Su mensaje no está dirigido a los deportistas de alto rendimiento sino al ciudadano de a pie que un día decide ponerse las zapatillas y salir convencido de que con eso alcanza. Para Anselmi no alcanza. Y la diferencia entre lo que la gente hace y lo que debería hacer es la distancia exacta que separa el esfuerzo de los resultados.
Por qué correr sin método no sirve para bajar de peso ni para mejorar

La primera provocación de Anselmi apunta directo al mito más extendido del ejercicio popular: quien quiere bajar de peso y sale a correr está eligiendo el camino equivocado. No porque correr sea malo sino porque correr sin estructura no produce los estímulos necesarios para transformar el cuerpo. Para eso existen los circuitos intermitentes de zona media, herramientas diseñadas específicamente para ese objetivo.
El problema de fondo es conceptual. Anselmi distingue con claridad entre actividad física y entrenamiento. Moverse está bien. Ejercitarse también. Pero entrenar significa organizar la actividad física para obtener resultados sostenidos y medibles a lo largo de años. Si alguien lleva una década corriendo cincuenta kilómetros semanales y su rendimiento no ha cambiado, no está entrenando: está repitiendo un hábito sin propósito.

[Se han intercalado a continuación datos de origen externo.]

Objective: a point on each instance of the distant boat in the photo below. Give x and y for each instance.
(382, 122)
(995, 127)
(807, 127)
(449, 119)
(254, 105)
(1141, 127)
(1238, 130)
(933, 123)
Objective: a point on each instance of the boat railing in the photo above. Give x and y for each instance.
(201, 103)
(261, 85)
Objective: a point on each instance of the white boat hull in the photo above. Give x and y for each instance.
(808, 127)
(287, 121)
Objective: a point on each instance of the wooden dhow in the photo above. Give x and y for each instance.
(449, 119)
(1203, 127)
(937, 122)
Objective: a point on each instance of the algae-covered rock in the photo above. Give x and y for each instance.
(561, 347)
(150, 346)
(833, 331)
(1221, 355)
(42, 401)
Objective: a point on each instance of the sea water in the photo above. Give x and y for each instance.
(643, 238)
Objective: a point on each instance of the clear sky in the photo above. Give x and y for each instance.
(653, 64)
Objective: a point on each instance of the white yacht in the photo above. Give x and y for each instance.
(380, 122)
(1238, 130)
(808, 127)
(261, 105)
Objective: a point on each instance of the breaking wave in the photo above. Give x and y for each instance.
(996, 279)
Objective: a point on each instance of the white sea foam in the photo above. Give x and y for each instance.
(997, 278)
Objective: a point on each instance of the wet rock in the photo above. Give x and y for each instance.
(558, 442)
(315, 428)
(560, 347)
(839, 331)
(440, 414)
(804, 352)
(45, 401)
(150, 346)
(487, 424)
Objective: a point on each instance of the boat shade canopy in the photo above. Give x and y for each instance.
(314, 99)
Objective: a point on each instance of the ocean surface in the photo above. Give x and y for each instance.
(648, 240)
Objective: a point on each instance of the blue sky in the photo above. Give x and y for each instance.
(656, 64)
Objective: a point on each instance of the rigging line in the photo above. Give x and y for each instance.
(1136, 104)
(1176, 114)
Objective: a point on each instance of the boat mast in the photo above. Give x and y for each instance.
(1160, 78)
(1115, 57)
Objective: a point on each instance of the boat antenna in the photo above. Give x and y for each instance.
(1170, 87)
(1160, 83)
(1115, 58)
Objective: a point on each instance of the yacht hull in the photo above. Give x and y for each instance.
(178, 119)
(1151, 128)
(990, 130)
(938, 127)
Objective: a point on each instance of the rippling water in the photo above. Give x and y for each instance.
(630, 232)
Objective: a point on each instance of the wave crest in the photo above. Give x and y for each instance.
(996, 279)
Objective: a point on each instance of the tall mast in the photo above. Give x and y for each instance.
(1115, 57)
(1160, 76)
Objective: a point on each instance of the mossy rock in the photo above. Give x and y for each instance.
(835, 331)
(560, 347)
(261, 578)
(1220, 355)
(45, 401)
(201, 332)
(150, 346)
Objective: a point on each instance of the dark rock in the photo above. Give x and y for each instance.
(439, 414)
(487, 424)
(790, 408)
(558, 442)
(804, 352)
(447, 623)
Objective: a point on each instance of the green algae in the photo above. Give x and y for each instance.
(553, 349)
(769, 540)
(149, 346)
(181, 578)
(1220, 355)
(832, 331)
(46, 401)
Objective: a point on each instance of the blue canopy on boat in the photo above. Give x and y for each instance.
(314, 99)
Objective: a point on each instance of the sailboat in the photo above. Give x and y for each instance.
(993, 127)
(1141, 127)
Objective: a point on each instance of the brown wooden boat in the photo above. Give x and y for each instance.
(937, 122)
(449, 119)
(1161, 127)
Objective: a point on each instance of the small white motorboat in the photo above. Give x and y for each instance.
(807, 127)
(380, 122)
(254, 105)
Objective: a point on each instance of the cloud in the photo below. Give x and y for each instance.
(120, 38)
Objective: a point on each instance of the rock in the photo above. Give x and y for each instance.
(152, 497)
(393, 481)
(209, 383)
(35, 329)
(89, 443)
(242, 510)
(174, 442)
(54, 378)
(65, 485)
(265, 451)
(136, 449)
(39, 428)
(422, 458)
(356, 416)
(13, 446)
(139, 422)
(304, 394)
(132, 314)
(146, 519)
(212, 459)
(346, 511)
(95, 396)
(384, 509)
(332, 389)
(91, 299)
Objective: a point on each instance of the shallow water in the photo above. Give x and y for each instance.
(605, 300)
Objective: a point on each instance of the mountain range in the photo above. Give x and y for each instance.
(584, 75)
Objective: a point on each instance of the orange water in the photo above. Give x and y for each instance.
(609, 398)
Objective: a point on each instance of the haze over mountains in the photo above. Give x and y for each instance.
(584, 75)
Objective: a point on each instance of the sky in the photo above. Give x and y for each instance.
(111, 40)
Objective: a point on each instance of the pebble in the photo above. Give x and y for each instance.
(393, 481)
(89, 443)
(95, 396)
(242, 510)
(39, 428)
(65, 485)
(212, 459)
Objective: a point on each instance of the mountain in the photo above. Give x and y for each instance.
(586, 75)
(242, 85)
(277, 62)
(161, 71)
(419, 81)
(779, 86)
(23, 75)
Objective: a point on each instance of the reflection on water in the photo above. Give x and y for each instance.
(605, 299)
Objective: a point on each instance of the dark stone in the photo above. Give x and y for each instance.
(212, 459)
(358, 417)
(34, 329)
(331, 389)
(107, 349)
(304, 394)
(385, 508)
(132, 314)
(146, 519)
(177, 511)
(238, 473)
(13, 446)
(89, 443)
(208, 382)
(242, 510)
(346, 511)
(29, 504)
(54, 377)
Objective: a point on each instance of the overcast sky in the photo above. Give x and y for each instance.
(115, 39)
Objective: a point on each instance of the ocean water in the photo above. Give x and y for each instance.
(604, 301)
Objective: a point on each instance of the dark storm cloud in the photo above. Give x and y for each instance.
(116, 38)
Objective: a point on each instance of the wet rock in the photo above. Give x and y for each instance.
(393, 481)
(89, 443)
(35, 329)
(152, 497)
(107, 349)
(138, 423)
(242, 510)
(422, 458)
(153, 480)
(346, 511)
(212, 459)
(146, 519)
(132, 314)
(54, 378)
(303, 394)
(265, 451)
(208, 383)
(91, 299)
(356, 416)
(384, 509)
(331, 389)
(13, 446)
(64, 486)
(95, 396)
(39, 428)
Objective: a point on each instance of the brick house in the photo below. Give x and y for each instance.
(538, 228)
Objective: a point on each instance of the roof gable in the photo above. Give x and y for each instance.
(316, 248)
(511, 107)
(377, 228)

Correr exige muy poco al cerebro y eso no es un elogio. Mientras se trota se puede pensar en el gato encerrado en el baño o en las llaves olvidadas en el coche. Esa facilidad cognitiva es exactamente la señal de que el sistema nervioso no está siendo desafiado. El entrenamiento real obliga al cerebro a concentrarse, a coordinar movimientos complejos y a crear nuevas conexiones. Trotar no hace nada de eso.
Para quien disfruta correr y quiere mejorar sus tiempos el consejo de Anselmi es otro: que el entrenador dedique siete minutos antes de cada sesión a trabajar la zona media. Esos minutos no son un capricho sino una inversión directa en todo aquello que puede romperse por el camino.
Además propone algo tan sencillo como filmar la zancada desde el lateral para comparar el paso derecho con el izquierdo y el tiempo de contacto de cada pie con el suelo. Si hay diferencia y casi siempre la hay, el corredor está girando en círculos sin saberlo.
La fuerza como base de todo: lo que nadie te enseñó en el colegio
El verdadero eje del pensamiento de Anselmi es la fuerza. No la potencia ni la resistencia cardiovascular sino la fuerza entendida como la cualidad que sostiene todo lo demás. Si la fuerza es el dinero, sin ella no se puede comprar nada. Con ella se puede construir velocidad, coordinación, resistencia y calidad de vida hasta los noventa años.
Antes de correr antes de levantar pesas y antes de cualquier otro objetivo físico existe un paso que la mayoría omite: nivelar el cuerpo. Eso significa equilibrar la pelvis, estabilizar la columna y asegurarse de que la pierna derecha pueda hacer exactamente lo mismo que la izquierda.
Cuando esa base no existe las lesiones no son mala suerte sino una consecuencia matemática. El hombro que se va al coger el jabón en la ducha o el esguince al girarse en el coche no son accidentes sino el resultado de un sistema nervioso que nunca aprendió a activar los músculos pequeños y profundos que protegen las articulaciones.
Anselmi lo explica sin tecnicismos: es como entrar en una habitación a oscuras sin saber dónde está el interruptor. El trabajo inicial consiste en encontrar esa tecla. Una vez encendida la luz y equilibrado el cuerpo la fuerza puede desarrollarse y a partir de ahí cualquier objetivo resulta alcanzable.
De los setenta y tres jugadores de élite internacional que pasaron por sus manos solo cuatro sabían correr correctamente. Eso no es una anécdota curiosa. Es la evidencia de que aprender a correr bien a los diez años es sencillo y a los cincuenta se complica aunque no sea imposible. La diferencia entre hacerlo bien y hacerlo mal equivale a un treinta por ciento más de eficiencia en cada zancada.